Seesay · 24/01/2024 10:38

@LizMax

I agree. Some clearly have a great sexual connection and do stay together but a lot don’t have that and I think a lot of it comes from Women choosing life partners who feel safe and be a good parent. Two of my best friends married for security, father potential and a nice lifestyle. They rarely have sex either because they don’t really fancy the person they married.

I think we will end up splitting up too. It is of course possible that mine has too but I haven’t found any evidence of that. He does have opportunity though as his job is very flexible and he spends nights away.

Seesay · 24/01/2024 10:47

@LizMax

How did you feel when you found out about the lover on his side?

I suspect my DH doesn’t fancy me and that’s not the same as having no libido. I know he uses porn.

WinkyTinky · 24/01/2024 10:55

Don't wait til you're 13 years without and your soul is destroyed.

LizMax · 24/01/2024 12:06

I was hurt but could hardly judge him.Since splitting up I have not found love..Fell in love but not reciprocated..I am 57 too and stopped looking 2 years ago..

harerunner · 24/01/2024 14:04

yourcurrentusername · 23/01/2024 17:46

Have used viagra but it stopped working.

Yes, viagra doesn't increase libido, it just means that his libido translates into him having an erection!

Deargodletitgo · 24/01/2024 14:10

Honestly, I'd leave. I was in a different situation as while he hadn't lost his libado it was enough to have quick bad sex every month. It wasn't enough for me. I chose the possibility of no sex over awful sex.

Since being single, well...let's just say, I've been catching up on what I've been missing and now been with DP for two years who hits all the right buttons and is up for it daily as am I.

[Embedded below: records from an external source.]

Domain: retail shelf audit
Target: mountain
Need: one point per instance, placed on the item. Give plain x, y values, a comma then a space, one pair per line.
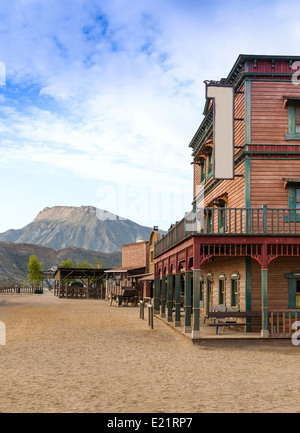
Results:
15, 257
83, 227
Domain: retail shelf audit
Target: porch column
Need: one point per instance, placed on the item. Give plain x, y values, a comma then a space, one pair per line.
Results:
196, 303
156, 295
170, 298
177, 299
163, 297
264, 292
188, 302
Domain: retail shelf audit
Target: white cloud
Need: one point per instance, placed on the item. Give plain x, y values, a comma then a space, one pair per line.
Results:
119, 85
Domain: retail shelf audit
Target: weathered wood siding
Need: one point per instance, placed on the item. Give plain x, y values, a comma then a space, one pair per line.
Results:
269, 117
267, 184
227, 265
278, 286
239, 113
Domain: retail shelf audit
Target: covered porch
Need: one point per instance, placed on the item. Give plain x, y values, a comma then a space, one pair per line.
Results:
178, 285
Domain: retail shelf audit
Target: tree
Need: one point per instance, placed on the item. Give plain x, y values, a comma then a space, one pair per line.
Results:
67, 264
84, 264
99, 263
35, 269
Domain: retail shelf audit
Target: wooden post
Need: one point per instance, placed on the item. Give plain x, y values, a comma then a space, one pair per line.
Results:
156, 295
265, 219
142, 304
150, 315
264, 292
170, 298
177, 299
163, 297
196, 289
196, 303
188, 302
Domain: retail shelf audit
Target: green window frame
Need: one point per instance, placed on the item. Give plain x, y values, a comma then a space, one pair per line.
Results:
209, 216
222, 216
202, 170
209, 163
234, 289
294, 121
294, 290
222, 288
201, 291
294, 201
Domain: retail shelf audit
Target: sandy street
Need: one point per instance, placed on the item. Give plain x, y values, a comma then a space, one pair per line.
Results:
69, 355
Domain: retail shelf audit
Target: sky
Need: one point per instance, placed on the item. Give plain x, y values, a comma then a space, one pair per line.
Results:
99, 99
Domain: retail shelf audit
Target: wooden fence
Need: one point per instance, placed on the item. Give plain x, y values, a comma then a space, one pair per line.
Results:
281, 322
25, 289
80, 292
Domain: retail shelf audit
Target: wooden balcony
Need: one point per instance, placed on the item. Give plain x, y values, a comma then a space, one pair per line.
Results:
225, 221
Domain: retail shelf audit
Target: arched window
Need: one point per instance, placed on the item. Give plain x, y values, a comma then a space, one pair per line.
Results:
234, 289
222, 286
201, 291
209, 291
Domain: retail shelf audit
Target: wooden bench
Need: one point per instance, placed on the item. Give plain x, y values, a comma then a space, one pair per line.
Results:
214, 309
229, 318
219, 325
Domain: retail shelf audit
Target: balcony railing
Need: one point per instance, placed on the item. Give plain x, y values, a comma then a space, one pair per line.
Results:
232, 221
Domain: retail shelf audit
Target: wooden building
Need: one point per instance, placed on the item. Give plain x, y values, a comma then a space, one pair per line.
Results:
137, 268
240, 247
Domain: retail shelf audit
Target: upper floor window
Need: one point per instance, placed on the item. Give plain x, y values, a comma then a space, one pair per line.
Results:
297, 198
234, 289
293, 105
202, 170
297, 119
293, 186
209, 163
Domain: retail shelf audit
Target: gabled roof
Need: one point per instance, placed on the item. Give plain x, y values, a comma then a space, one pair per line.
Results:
237, 72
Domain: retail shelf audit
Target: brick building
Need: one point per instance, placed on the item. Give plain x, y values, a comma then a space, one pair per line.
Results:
241, 247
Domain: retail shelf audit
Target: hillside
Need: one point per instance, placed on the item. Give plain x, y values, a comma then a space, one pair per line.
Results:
14, 259
82, 227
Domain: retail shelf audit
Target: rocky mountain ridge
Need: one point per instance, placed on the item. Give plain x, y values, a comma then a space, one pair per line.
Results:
83, 227
14, 258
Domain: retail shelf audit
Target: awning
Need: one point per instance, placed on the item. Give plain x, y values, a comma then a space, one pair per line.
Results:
123, 269
215, 201
148, 278
138, 275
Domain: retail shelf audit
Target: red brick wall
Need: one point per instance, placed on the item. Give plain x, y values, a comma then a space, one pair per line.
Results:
135, 255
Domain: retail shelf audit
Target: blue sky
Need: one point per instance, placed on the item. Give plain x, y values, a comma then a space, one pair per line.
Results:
101, 98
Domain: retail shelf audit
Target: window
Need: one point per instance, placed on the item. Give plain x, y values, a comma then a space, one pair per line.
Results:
209, 291
294, 289
202, 170
234, 293
297, 201
201, 291
297, 293
234, 289
294, 202
294, 120
222, 216
222, 279
209, 222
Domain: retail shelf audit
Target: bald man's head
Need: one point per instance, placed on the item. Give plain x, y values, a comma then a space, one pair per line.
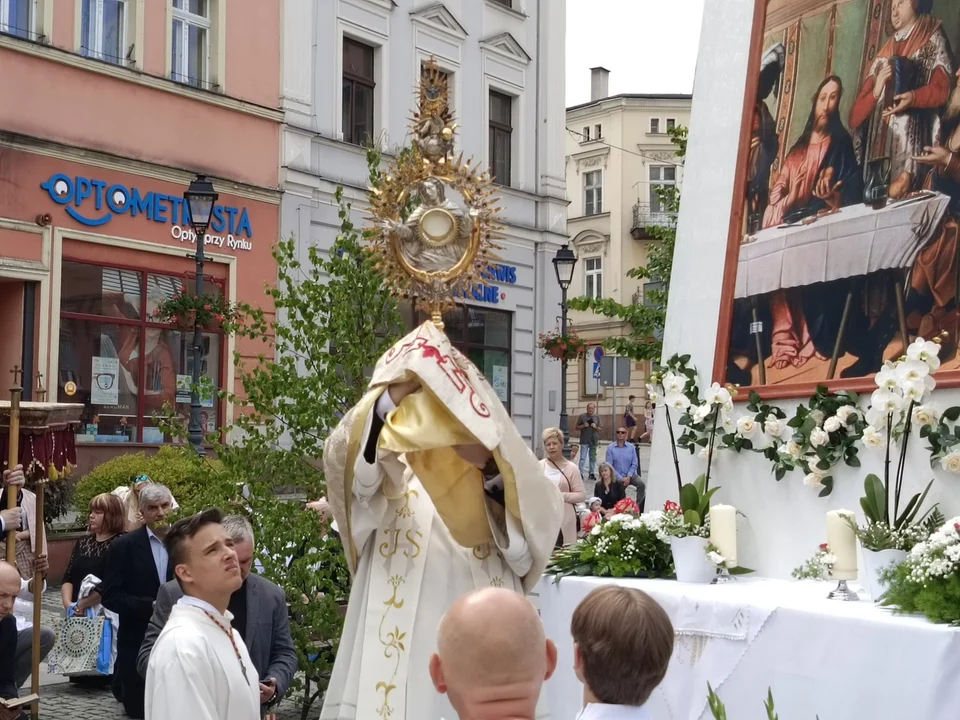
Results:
9, 587
492, 656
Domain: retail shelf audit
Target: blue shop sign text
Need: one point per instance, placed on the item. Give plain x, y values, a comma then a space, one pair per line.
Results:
94, 203
501, 274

Seaoftroubles · 24/01/2024 14:31

OP, you say he is open to the conversation so have the conversation. And tell him how you feel, he might not realise how much this is affecting you.
There are other avenues you can explore than Viagra, which you say stopped working.
Health and fitness is a given but also Testosterone levels can be improved and as other posters have said there are other medications for ed and even a localised gel which l keep seeing being advertised.
Do open up to him though, nothing will change without you both talking about it.